Ready for all eventualities with China, says India


India is determined to protect its sovereignty and territorial integrity and is prepared to deal with all contingencies, the country’s defense minister said on Tuesday amid an ongoing border standoff with China.

“The actions of the Chinese side, including buildup of large number of troops, their aggressive behavior and attempts to unilaterally alter the status quo, were in violation of bilateral agreements,” Rajnath Singh said in an address to Parliament.

The Asian giants are witnessing a heightened face-off along the Line of Actual Control, a de facto border in the Himalayan region separating the two countries, with 20 Indian soldiers killed in a clash in June.

Chinese and Indian officials have held a number of meetings since then but without any concrete success.

On Sept. 5, Singh met his Chinese counterpart Gen. Wei Fenghe on the sidelines of the Shanghai Cooperation Organization (SCO) Defense Ministers’ meeting in Moscow.

Just days later, the countries accused each other of opening fire at the disputed border, the first such instance in over four decades.

Singh told lawmakers that New Delhi has “made it clear that we want to resolve this issue in a peaceful manner and we want the Chinese side to work together with us.”

“At the same time, we also made it clear that we will do our best to protect India's sovereignty and territorial integrity,” the minister added.

China blamed India for the firing incident and overall increase in border tensions. 

“We demand the Indian side to immediately stop dangerous actions, withdraw cross-line troops right away, strictly restrain its frontline troops, earnestly investigate and punish the personnel who fired shots, and guarantee against the occurrence of similar incidents,” Chinese military spokesman Senior Col. Zhang Shuili said in a statement.


Territorial claims

In his address to Parliament, Singh said China “continues to be in illegal occupation of approximately 38,000 square kilometers” in the Ladakh region of Indian-administered Kashmir.

The minister contended that Pakistan and China, under an agreement in 1963, had traded control over what he claimed was Indian territory.

“China also claims approximately 90,000 square kilometers of Indian territory in the Eastern Sector of the India-China boundary in Arunachal Pradesh,” he added.

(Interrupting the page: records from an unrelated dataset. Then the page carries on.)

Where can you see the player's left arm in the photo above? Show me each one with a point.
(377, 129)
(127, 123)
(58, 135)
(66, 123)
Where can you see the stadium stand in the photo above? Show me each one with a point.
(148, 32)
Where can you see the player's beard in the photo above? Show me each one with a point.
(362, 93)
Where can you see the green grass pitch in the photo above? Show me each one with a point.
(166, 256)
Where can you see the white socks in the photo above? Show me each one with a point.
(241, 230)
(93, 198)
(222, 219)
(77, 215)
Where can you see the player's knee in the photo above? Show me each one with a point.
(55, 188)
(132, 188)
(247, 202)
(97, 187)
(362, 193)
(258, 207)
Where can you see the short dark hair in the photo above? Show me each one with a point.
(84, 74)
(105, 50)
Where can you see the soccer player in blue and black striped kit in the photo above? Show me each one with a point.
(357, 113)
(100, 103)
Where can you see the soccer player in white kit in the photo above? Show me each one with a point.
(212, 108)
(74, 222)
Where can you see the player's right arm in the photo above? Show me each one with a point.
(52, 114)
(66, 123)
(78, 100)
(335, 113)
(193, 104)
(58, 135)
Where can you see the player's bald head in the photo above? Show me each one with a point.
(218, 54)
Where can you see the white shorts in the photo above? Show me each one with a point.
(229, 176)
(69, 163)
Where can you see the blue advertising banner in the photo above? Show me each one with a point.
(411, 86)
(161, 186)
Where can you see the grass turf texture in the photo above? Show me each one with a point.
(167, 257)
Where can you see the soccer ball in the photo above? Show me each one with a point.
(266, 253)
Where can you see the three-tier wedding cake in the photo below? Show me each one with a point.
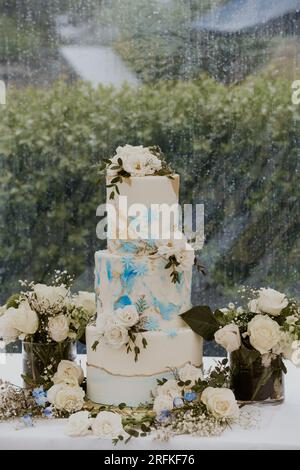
(143, 283)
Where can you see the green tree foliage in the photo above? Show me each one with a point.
(236, 148)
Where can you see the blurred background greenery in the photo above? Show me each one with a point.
(218, 105)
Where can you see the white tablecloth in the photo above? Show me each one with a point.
(278, 426)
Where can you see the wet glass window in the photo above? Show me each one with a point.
(212, 82)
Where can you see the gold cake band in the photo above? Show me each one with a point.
(168, 369)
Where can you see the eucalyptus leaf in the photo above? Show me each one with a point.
(202, 321)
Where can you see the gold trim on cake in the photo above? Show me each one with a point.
(140, 375)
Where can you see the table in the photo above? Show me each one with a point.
(278, 428)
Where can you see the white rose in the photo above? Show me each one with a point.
(271, 301)
(67, 398)
(58, 328)
(190, 372)
(85, 300)
(169, 389)
(107, 425)
(79, 424)
(253, 306)
(50, 294)
(229, 337)
(284, 345)
(68, 372)
(115, 335)
(220, 402)
(162, 403)
(137, 160)
(8, 332)
(24, 319)
(127, 316)
(264, 333)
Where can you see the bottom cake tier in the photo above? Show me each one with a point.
(113, 377)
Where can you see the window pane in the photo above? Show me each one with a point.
(207, 81)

Arunachal Pradesh, with a population of nearly 1.8 million, is a region in northeastern India bordering China, which Beijing says it “never recognized” as an Indian province.

“China has never recognized so-called ‘Arunachal Pradesh,’ which is China's south Tibet region,” Chinese Foreign Ministry spokesman Zhao Lijian said at a news conference last Monday.

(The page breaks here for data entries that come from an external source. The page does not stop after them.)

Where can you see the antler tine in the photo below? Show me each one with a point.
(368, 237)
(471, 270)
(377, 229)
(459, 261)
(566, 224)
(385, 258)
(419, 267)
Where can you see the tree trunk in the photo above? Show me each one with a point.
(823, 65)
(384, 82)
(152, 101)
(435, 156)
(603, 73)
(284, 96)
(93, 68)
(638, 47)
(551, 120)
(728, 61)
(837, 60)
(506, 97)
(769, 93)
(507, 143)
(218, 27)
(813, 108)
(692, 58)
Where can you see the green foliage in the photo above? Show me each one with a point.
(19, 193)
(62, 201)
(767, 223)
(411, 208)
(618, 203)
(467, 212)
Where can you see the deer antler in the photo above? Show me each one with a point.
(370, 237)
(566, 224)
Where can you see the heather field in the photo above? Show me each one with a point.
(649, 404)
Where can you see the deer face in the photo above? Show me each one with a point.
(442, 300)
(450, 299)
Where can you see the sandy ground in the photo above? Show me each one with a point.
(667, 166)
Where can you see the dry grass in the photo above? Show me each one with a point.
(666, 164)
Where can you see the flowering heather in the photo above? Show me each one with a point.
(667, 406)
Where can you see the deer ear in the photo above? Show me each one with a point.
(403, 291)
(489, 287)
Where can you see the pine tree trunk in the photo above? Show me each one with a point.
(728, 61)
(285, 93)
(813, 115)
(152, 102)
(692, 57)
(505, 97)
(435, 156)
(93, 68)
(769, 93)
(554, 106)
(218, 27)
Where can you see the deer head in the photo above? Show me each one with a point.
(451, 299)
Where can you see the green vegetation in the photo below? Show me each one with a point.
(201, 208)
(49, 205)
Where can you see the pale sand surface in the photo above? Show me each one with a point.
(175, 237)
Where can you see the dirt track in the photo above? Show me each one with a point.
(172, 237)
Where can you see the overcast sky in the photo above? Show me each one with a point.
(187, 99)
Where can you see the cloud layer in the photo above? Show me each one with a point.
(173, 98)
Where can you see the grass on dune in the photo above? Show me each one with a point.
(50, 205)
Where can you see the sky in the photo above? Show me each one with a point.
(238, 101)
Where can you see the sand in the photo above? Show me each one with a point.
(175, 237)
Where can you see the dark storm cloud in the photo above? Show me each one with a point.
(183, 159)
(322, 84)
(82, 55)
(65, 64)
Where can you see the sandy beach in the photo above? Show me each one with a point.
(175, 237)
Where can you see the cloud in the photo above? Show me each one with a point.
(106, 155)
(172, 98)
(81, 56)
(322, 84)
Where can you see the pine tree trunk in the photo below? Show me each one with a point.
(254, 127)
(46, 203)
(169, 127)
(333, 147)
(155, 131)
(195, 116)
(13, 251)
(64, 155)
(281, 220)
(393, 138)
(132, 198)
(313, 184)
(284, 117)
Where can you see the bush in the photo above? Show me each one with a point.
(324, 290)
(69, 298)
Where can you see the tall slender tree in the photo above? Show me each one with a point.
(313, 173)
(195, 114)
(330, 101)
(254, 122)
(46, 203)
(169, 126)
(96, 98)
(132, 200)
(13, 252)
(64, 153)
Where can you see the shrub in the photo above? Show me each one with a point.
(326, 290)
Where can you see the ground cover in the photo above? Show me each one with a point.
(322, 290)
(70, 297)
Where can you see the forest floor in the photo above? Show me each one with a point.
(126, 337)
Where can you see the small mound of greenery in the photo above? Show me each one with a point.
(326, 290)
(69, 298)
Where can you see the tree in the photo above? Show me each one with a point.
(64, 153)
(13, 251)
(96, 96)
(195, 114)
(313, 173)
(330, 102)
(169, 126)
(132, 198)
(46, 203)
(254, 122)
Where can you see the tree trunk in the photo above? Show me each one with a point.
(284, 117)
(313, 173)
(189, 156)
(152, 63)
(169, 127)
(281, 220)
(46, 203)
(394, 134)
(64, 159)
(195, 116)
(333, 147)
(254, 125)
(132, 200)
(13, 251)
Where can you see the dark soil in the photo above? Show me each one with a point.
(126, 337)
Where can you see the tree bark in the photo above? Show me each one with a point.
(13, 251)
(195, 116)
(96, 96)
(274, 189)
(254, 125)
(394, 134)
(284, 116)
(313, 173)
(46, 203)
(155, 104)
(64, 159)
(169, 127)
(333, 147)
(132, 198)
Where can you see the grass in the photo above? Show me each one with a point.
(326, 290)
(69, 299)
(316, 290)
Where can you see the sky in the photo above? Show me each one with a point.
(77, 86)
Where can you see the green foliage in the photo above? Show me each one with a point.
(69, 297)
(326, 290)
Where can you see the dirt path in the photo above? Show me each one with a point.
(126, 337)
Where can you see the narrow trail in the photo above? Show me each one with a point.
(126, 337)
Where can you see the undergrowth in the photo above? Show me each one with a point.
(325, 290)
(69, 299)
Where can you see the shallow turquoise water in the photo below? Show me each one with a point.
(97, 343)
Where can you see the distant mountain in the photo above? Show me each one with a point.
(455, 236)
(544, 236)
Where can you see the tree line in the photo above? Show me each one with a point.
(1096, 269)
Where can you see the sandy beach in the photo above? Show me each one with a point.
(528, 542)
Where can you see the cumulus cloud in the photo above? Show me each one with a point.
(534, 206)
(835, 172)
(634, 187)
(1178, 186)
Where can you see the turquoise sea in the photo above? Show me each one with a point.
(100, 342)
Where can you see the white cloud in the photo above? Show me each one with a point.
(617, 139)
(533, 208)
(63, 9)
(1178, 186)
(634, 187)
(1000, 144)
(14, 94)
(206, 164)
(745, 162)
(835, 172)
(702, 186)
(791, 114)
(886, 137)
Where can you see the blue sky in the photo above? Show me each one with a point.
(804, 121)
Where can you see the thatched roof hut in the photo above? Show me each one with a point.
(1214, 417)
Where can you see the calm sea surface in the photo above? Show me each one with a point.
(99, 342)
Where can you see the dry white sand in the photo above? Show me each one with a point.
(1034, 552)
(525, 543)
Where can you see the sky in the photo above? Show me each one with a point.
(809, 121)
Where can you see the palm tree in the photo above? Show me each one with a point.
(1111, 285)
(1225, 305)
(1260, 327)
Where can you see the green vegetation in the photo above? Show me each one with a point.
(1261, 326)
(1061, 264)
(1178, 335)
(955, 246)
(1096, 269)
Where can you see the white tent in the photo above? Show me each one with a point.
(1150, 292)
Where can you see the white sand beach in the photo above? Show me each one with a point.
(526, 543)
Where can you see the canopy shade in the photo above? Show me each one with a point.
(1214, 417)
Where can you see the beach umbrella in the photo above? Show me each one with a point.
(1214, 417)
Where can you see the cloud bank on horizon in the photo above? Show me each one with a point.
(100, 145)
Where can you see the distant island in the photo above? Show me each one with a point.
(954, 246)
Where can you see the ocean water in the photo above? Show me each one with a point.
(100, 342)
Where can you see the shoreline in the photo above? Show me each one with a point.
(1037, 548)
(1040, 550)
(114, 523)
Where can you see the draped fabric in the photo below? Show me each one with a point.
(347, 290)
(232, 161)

In a bid to defuse an increasingly volatile situation, the Indian and Chinese foreign ministers also met on the sidelines of the SCO meeting in Moscow and agreed on the need to “quickly disengage” their troops in the border region.

Both sides agreed they “should continue their dialogue, quickly disengage, maintain proper distance and ease tensions,” said a statement issued by the Indian Foreign Ministry last Friday.